Almost overnight, the young-adult novel turned TV show “Thirteen Reasons Why” has become a national phenomenon. The reception among teens has been enthusiastically positive, while parents and medical professionals are less pleased by its overwhelming popularity. Many American schools, including my old high school, have sent emails home to explain the detrimental effects of the show’s portrayal of mental illness and to caution parents about their children watching the show. Last week, Lucy Grossbard wrote a Commentary article titled “Thirteen Reasons to Ditch this Show,” breaking down some of the issues with their narrative of teen suicide. While I agree that “Thirteen Reasons Why” presents a highly problematic storyline, I believe that Grossbard presents a simplistic and one-sided argument. She argues that the show normalises and trivialises depression, but the show goes further: it removes the main character, Hannah Baker’s, legitimacy as a person and therefore her right to a claim ownership of and recover from a mental illness.
One of the ideas that Grossbard mentioned briefly in her article was the hackneyed portrayal of depressed teenage girls possessing “a mysterious charm” that makes them attractive to characters on screen and viewers offscreen. I recognized the use of this tired trope as an example of a “manic pixie dream girl,” or MPDG. If you need examples of these characters, look no further than “Elizabethtown,” “Breakfast at Tiffany’s,” Scott Pilgrim Vs. The World,” “Looking for Alaska,” “Paper Towns” — within each of these narratives, a gorgeous, offbeat, and most importantly, damaged, young girl drastically brightens the life of a quiet, boring guy. Something tragic happens and she disappears from his life, leaving him a better, more developed person. Essentially, a MPDG is just a plot device to catalyze character development in the male protagonist.
While the MPDG storyline is one of the most addictive and engaging tropes out there, it also sets up an unhealthy power dynamic. Superficially, one may argue that this trope empowers the female character by imbuing her with power to change lives, to alter perceptions, to inspire others to be better.

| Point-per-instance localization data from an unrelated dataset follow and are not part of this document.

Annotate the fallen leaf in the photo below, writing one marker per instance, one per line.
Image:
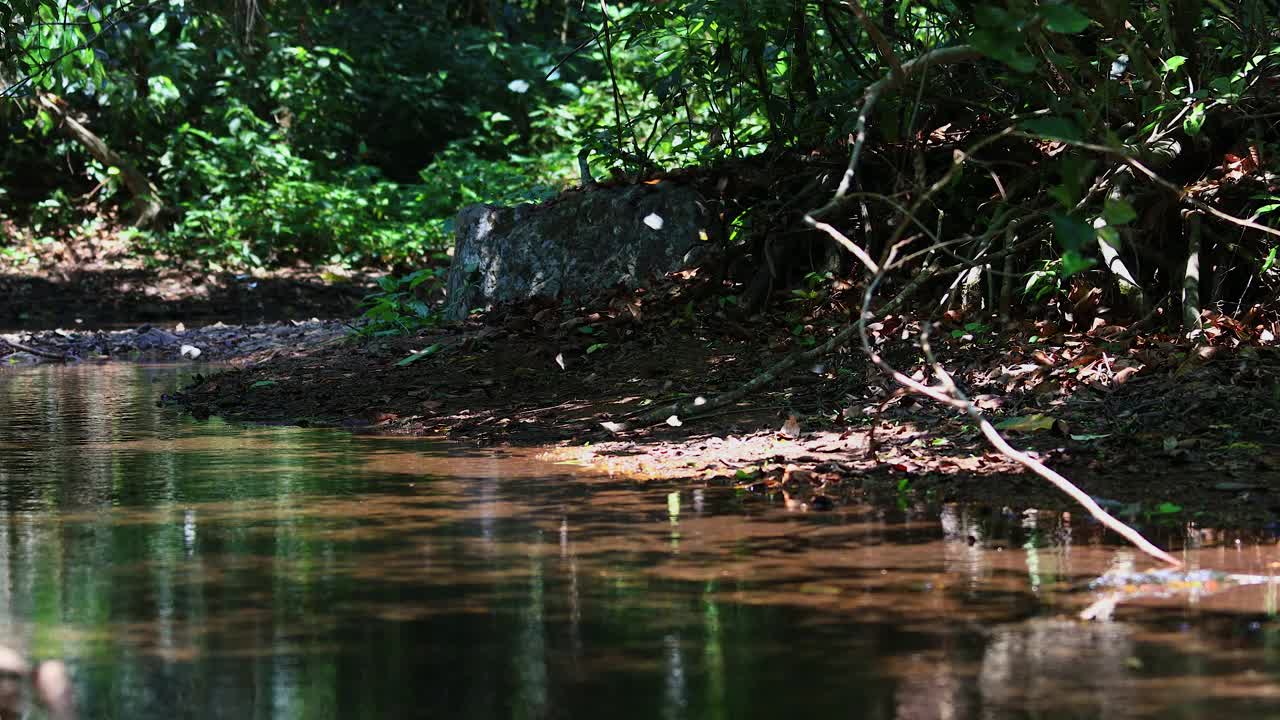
(791, 428)
(1028, 423)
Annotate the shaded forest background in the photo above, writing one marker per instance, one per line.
(1019, 155)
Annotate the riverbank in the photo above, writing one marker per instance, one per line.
(219, 342)
(1157, 429)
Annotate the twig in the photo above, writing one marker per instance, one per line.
(33, 351)
(1061, 483)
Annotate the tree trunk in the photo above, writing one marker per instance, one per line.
(144, 191)
(1191, 276)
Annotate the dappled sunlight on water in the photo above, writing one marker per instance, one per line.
(208, 570)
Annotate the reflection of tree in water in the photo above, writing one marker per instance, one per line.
(1056, 664)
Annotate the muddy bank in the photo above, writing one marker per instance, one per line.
(1157, 431)
(216, 342)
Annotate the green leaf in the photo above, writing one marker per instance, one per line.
(1119, 212)
(1064, 18)
(1054, 128)
(1194, 121)
(1110, 236)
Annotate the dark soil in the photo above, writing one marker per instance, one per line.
(1160, 431)
(216, 342)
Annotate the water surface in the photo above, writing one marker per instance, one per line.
(199, 569)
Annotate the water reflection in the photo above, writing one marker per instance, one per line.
(204, 570)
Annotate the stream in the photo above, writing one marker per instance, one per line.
(201, 569)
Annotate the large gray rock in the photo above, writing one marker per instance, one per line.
(580, 242)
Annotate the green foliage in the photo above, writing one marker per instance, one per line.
(401, 305)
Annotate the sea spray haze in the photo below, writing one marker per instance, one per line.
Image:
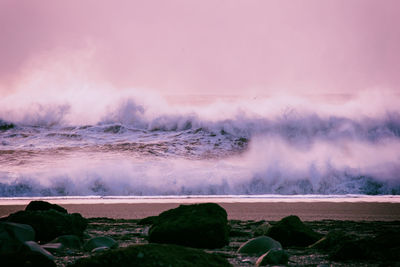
(187, 98)
(139, 144)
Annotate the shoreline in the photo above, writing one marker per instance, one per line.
(269, 211)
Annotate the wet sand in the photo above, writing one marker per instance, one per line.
(307, 211)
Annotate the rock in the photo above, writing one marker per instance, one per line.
(68, 241)
(274, 256)
(13, 236)
(20, 232)
(53, 247)
(290, 231)
(99, 249)
(49, 224)
(385, 246)
(199, 225)
(4, 126)
(148, 220)
(43, 205)
(331, 241)
(35, 247)
(259, 245)
(100, 241)
(152, 255)
(261, 229)
(26, 258)
(29, 254)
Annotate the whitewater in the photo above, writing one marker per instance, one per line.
(120, 144)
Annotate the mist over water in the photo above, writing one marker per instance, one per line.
(98, 141)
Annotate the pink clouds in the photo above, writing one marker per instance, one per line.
(212, 46)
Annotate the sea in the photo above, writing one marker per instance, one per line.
(144, 147)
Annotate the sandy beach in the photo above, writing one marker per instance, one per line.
(307, 211)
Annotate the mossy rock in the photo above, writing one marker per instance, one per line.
(43, 205)
(199, 225)
(150, 255)
(259, 245)
(291, 231)
(49, 224)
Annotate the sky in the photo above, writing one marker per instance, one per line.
(203, 47)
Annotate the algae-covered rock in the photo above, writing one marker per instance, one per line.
(200, 225)
(259, 245)
(43, 205)
(291, 231)
(68, 241)
(49, 224)
(274, 256)
(152, 255)
(100, 241)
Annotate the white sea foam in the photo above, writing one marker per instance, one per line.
(94, 141)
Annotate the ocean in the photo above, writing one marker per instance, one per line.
(129, 146)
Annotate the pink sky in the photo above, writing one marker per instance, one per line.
(209, 46)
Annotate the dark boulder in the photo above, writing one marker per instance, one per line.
(148, 220)
(68, 241)
(152, 255)
(291, 231)
(199, 225)
(28, 254)
(259, 245)
(331, 241)
(272, 257)
(100, 241)
(49, 224)
(385, 246)
(6, 125)
(43, 205)
(13, 236)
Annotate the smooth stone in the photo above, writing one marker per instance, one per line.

But realistically, MPDGs lack personality, character development, struggles, successes, and most importantly, the right to be a person. She becomes an instrument of male progress, not a human being. And within the context of “Thirteen Reasons Why,” the MPDG trope prevents the show from fleshing out Hannah Baker as a person, and thus, as someone who struggles with a real, debilitating, and dangerous mental illness. After all plot devices don’t have their own problems — or at least not problems worth addressing.

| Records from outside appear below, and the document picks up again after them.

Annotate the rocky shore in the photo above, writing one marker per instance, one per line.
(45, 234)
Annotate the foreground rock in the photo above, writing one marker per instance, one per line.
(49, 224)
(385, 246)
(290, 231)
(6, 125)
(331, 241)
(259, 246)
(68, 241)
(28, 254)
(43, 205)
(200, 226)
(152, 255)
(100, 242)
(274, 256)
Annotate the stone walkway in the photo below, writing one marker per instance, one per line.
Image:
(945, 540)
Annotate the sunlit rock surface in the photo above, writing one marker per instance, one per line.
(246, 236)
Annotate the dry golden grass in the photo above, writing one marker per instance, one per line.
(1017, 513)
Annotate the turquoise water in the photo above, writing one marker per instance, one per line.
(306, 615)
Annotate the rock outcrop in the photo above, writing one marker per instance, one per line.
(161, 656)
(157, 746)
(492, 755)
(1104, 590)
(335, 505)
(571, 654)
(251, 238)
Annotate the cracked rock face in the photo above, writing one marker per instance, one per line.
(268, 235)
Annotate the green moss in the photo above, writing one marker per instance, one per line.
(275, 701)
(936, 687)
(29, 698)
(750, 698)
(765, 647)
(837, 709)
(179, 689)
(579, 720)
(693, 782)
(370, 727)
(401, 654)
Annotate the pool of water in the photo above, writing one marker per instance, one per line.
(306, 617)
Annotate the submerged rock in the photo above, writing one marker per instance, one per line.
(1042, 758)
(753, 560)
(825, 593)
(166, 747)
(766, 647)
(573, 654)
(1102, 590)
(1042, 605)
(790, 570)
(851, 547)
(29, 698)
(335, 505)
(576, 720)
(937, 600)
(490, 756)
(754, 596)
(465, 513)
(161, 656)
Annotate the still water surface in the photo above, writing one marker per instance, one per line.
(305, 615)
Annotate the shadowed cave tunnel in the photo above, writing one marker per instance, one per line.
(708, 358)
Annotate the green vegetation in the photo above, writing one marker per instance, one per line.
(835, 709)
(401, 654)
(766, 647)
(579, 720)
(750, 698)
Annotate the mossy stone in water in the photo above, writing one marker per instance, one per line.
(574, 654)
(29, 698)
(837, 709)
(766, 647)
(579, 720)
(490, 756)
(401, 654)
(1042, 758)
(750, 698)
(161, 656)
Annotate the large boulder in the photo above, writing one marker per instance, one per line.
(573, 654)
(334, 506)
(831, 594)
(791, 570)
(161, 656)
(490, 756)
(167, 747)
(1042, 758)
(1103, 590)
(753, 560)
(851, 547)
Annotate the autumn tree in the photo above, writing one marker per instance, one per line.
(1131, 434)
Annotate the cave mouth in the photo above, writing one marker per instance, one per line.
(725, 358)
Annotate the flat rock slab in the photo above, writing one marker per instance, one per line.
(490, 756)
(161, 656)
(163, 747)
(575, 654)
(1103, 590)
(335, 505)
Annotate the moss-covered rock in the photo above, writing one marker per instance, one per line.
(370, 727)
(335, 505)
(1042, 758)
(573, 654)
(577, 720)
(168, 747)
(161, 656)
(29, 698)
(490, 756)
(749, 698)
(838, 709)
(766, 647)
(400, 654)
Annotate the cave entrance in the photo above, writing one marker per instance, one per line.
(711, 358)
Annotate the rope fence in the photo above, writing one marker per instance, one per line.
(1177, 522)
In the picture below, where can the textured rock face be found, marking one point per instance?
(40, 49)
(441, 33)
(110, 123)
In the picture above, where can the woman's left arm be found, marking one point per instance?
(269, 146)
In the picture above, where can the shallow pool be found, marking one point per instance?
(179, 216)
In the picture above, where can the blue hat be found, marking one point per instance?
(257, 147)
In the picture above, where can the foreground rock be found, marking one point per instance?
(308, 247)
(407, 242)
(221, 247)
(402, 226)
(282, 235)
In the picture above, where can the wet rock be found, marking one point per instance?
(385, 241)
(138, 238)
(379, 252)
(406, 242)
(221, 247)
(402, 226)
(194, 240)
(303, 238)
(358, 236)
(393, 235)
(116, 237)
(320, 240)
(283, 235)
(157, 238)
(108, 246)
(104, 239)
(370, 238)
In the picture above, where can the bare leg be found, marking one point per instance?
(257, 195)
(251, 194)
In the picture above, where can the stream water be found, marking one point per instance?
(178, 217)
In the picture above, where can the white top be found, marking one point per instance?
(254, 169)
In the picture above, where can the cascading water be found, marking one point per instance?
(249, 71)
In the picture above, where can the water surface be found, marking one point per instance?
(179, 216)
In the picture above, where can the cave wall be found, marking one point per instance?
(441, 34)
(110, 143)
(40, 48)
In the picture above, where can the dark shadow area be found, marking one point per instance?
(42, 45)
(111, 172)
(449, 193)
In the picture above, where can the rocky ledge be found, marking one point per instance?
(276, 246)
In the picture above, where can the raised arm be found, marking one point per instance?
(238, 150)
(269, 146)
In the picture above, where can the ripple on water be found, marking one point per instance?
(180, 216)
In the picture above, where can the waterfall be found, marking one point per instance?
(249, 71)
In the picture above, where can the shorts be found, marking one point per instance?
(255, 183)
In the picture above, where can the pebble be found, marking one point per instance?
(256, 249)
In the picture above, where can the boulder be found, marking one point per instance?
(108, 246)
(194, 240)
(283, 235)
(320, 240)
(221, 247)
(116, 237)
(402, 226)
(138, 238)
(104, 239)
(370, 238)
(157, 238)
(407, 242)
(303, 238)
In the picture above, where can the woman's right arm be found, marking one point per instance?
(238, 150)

Because Hannah Baker is an MPDG, her mental illness is irrelevant to the development of the plot. The showrunners place her suicide in a vacuum, oversimplify the context, and erase mental illness from the narrative. Once mental illness has been removed from the story, we turn to more tangible, recognizable, and therefore more appealing, reasons for Hannah Baker’s suicide. Now we can ask: Why? Who hurt you? What happened to you? What made you unhappy? Why did you kill yourself?
According to the show, there should be answers to these questions, thirteen tangible, convenient, coherent answers, thirteen people or places or events that we can point to and blame. But there is no one convenient reason, or even thirteen convenient reasons, for why someone kills themselves. When a teenager kills themselves, it is because society failed to provide an alternative, because no one told them the way out, because no one told them how to get help, because they are suffering from serious mental illness, and because nobody will treat them for it. But of course, in “Thirteen Reasons Why”, it is far more exciting to see Hannah Baker point fingers and skirt around the root of the issue.

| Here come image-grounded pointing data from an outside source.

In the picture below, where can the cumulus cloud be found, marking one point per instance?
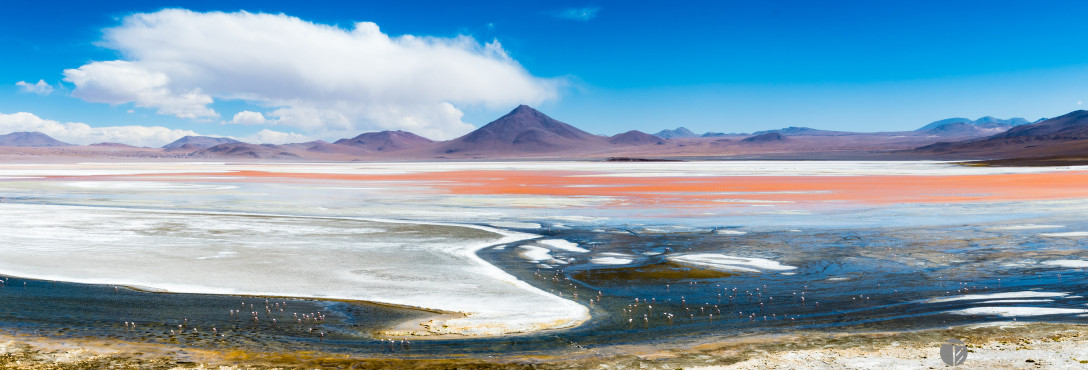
(83, 134)
(121, 82)
(248, 118)
(318, 78)
(39, 88)
(583, 14)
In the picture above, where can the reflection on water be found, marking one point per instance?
(857, 268)
(855, 280)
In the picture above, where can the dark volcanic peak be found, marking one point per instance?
(29, 139)
(386, 140)
(1072, 124)
(635, 137)
(521, 120)
(198, 142)
(679, 132)
(522, 130)
(768, 137)
(1058, 136)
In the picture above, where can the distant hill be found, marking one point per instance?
(111, 145)
(238, 149)
(522, 131)
(768, 137)
(29, 139)
(386, 140)
(198, 143)
(677, 133)
(1058, 136)
(983, 126)
(635, 137)
(792, 131)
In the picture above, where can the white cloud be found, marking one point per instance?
(39, 88)
(268, 136)
(318, 78)
(83, 134)
(248, 118)
(121, 82)
(583, 14)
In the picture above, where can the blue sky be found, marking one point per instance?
(605, 66)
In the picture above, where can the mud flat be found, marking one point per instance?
(994, 345)
(424, 266)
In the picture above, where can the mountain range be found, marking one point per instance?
(527, 133)
(29, 139)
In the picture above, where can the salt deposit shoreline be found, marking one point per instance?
(997, 345)
(493, 303)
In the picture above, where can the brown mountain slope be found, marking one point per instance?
(523, 131)
(29, 139)
(1066, 135)
(635, 137)
(386, 140)
(245, 150)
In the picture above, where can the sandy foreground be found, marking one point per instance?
(994, 346)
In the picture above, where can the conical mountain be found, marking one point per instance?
(522, 131)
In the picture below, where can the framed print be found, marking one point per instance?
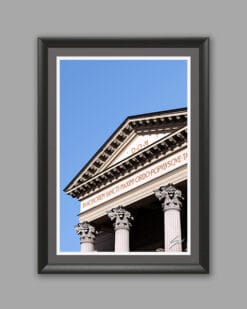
(123, 155)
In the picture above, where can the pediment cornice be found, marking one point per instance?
(97, 171)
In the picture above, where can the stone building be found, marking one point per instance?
(133, 192)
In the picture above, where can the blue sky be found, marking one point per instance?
(95, 98)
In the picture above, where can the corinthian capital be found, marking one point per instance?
(169, 196)
(121, 218)
(85, 231)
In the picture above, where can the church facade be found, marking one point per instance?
(133, 192)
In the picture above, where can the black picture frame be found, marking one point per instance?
(48, 262)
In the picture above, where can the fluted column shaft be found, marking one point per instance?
(87, 236)
(172, 230)
(170, 199)
(121, 218)
(122, 240)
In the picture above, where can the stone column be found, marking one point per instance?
(87, 235)
(170, 199)
(121, 218)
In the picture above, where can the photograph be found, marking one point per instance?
(124, 152)
(120, 160)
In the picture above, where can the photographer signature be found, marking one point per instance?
(175, 241)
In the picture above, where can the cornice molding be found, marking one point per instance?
(160, 121)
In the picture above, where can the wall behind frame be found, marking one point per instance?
(21, 22)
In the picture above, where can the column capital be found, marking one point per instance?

My issue with “Thirteen Reasons Why” isn’t that the show discusses heavy topics like domestic abuse, suicide, and rape (even if the portrayals are indiscriminately used for shock value). It can be argued that the graphic nature of the suicide and rape scenes are intentionally horrific and jarring to draw attention to these issues. However, the show doesn’t identify the source of these problems, encourages misdirected perspectives, and provides no moral solutions beyond your average Disney Channel movie’s, “We should all be nicer to each other!” As a show geared towards a mature audience on the most ubiquitous streaming platform, “Thirteen Reasons Why” had a responsibility to introduce issues of mental health and refute existing stereotypes of depressed girls, and that’s where they failed.
There are no “Thirteen Reasons Why” Hannah committed suicide; there is one. And it is a reason that the show refuses to address.